Le Gabon dévoile sa feuille de route énergétique 2026-2035 au cap

Le Gabon a officiellement présenté son plan énergétique pour la décennie 2026-2035 lors du Forum africain de l’énergie au Cap, une vitrine majeure pour le secteur sur le continent. Conduite par le ministre de l’Accès universel à l’eau et à l’énergie, Philippe Tonangoye, la délégation gabonaise a détaillé les grandes orientations stratégiques devant un auditoire regroupant plus de quarante-cinq nations, des bailleurs de fonds internationaux, des fonds spécialisés et des acteurs de premier plan du domaine énergétique. L’ambition affichée par Libreville est claire : redonner au pays une place de choix dans le paysage énergétique africain et attirer une partie des capitaux en circulation sur le continent.

Un plan décennal pour réduire le déficit énergétique

Ce plan, qui s’étend sur dix ans, vise à structurer durablement le mix énergétique national. Le Gabon, dont la production électrique repose encore majoritairement sur l’hydroélectricité et le thermique, entend diversifier ses sources tout en étendant l’accès aux services fondamentaux. La question de l’électrification universelle reste cruciale, notamment dans les zones rurales où le taux de raccordement demeure bien inférieur aux moyennes urbaines.

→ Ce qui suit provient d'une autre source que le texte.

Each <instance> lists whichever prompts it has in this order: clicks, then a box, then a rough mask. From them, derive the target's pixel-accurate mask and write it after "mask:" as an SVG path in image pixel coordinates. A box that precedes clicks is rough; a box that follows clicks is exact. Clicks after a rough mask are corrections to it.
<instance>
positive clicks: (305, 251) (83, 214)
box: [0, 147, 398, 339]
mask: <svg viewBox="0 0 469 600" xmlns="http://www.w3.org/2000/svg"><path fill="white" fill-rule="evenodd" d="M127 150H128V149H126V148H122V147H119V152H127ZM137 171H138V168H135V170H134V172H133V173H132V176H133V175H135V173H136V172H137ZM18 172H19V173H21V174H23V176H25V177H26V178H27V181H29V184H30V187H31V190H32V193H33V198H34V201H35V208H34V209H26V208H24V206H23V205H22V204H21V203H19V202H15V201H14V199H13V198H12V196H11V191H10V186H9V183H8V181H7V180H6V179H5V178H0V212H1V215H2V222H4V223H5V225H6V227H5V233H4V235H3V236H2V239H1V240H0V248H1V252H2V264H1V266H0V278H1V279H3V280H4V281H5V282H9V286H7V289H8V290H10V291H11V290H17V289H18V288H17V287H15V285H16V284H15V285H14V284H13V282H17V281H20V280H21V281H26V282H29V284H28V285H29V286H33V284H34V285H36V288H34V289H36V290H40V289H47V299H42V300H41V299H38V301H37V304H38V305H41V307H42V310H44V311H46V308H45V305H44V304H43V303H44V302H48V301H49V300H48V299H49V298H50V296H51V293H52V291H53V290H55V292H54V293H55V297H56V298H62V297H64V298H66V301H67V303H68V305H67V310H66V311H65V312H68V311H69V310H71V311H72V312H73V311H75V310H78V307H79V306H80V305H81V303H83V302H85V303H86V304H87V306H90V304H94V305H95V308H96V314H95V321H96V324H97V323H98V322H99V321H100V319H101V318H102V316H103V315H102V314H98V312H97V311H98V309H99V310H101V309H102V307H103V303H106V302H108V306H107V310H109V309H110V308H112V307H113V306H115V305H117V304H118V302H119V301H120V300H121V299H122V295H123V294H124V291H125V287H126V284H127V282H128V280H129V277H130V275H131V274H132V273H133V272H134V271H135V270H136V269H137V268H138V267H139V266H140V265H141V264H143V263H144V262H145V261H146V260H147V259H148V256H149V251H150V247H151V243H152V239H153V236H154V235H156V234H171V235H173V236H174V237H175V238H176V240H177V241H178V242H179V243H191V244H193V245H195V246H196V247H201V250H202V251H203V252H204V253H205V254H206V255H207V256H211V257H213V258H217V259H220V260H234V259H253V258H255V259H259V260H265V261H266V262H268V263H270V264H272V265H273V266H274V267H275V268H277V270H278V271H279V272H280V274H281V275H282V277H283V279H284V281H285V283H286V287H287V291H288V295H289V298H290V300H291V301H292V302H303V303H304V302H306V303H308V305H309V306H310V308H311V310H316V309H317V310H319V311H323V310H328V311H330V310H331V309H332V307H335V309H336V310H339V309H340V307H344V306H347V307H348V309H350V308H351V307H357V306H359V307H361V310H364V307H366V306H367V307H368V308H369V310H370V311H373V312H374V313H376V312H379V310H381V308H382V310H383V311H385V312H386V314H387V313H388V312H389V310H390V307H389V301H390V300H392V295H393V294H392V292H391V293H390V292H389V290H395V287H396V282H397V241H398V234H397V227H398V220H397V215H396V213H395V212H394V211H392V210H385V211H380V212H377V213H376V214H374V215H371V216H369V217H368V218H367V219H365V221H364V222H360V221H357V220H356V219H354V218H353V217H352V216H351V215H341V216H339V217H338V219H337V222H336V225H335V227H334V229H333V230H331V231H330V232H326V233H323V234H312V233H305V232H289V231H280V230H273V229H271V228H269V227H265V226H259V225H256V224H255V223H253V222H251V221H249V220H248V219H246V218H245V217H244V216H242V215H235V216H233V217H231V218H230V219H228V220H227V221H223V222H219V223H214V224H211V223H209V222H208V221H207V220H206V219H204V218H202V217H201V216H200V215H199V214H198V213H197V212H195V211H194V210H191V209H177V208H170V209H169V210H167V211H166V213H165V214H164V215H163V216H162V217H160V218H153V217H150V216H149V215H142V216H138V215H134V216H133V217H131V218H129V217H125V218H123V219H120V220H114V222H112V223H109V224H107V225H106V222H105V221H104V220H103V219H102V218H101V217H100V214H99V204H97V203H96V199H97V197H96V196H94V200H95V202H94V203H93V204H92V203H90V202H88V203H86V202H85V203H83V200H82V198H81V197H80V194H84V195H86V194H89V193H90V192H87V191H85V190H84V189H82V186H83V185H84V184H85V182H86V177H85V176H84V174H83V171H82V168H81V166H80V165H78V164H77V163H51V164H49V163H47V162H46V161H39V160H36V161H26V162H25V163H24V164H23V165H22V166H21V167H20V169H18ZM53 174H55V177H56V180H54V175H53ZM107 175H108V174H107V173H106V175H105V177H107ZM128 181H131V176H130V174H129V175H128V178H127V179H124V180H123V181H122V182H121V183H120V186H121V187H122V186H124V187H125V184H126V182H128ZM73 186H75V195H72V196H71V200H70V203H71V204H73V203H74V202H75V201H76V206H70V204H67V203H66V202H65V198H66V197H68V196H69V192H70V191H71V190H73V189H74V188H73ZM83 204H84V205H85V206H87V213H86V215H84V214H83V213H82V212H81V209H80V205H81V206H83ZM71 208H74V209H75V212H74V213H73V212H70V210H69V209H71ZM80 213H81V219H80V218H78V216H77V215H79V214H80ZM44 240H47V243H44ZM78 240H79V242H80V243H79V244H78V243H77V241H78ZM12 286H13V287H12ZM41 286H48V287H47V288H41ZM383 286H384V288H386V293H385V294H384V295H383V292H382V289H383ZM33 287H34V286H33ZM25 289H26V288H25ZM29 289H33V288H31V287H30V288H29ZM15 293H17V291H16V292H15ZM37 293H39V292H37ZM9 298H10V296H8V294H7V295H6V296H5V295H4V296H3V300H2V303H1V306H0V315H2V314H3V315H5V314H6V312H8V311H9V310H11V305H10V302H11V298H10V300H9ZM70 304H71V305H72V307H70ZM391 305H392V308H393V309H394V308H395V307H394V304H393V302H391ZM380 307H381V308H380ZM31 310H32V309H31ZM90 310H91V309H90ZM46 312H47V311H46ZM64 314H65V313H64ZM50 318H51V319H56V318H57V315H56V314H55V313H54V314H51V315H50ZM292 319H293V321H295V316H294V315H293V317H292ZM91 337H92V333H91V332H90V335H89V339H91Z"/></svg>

Pour les autorités gabonaises, l’enjeu ne se limite pas à la production. Il s’agit aussi de moderniser un réseau de transport et de distribution vieillissant, source de dégradation de la qualité de service et de pertes techniques. Le plan s’articule donc autour de trois axes : l’augmentation des capacités installées, le renforcement des infrastructures de transport et le déploiement de solutions décentralisées dans les régions isolées. Cette approche globale vise à rendre crédible l’objectif d’accès universel, érigé en priorité gouvernementale.

Le Cap, une plateforme pour séduire les investisseurs

Le choix du Forum africain de l’énergie comme cadre de présentation n’est pas le fruit du hasard. Chaque année, cet événement rassemble une part conséquente de décideurs publics, de prêteurs multilatéraux et d’investisseurs actifs sur le continent. Pour un pays comme le Gabon, confronté à des contraintes budgétaires et à une dette publique sous surveillance, la mobilisation de financements concessionnels et de capitaux privés est une condition essentielle à la réussite de ce plan décennal.

Philippe Tonangoye a saisi l’occasion pour exposer les opportunités d’investissement à venir, tant dans les énergies renouvelables que dans le thermique de transition. Le Gabon possède un potentiel hydroélectrique encore largement inexploité, estimé à plusieurs gigawatts par diverses études, ainsi qu’un fort potentiel solaire dans certaines régions. S’y ajoutent les perspectives offertes par le gaz naturel, dont la valorisation locale pour produire de l’électricité est un axe défendu par les autorités.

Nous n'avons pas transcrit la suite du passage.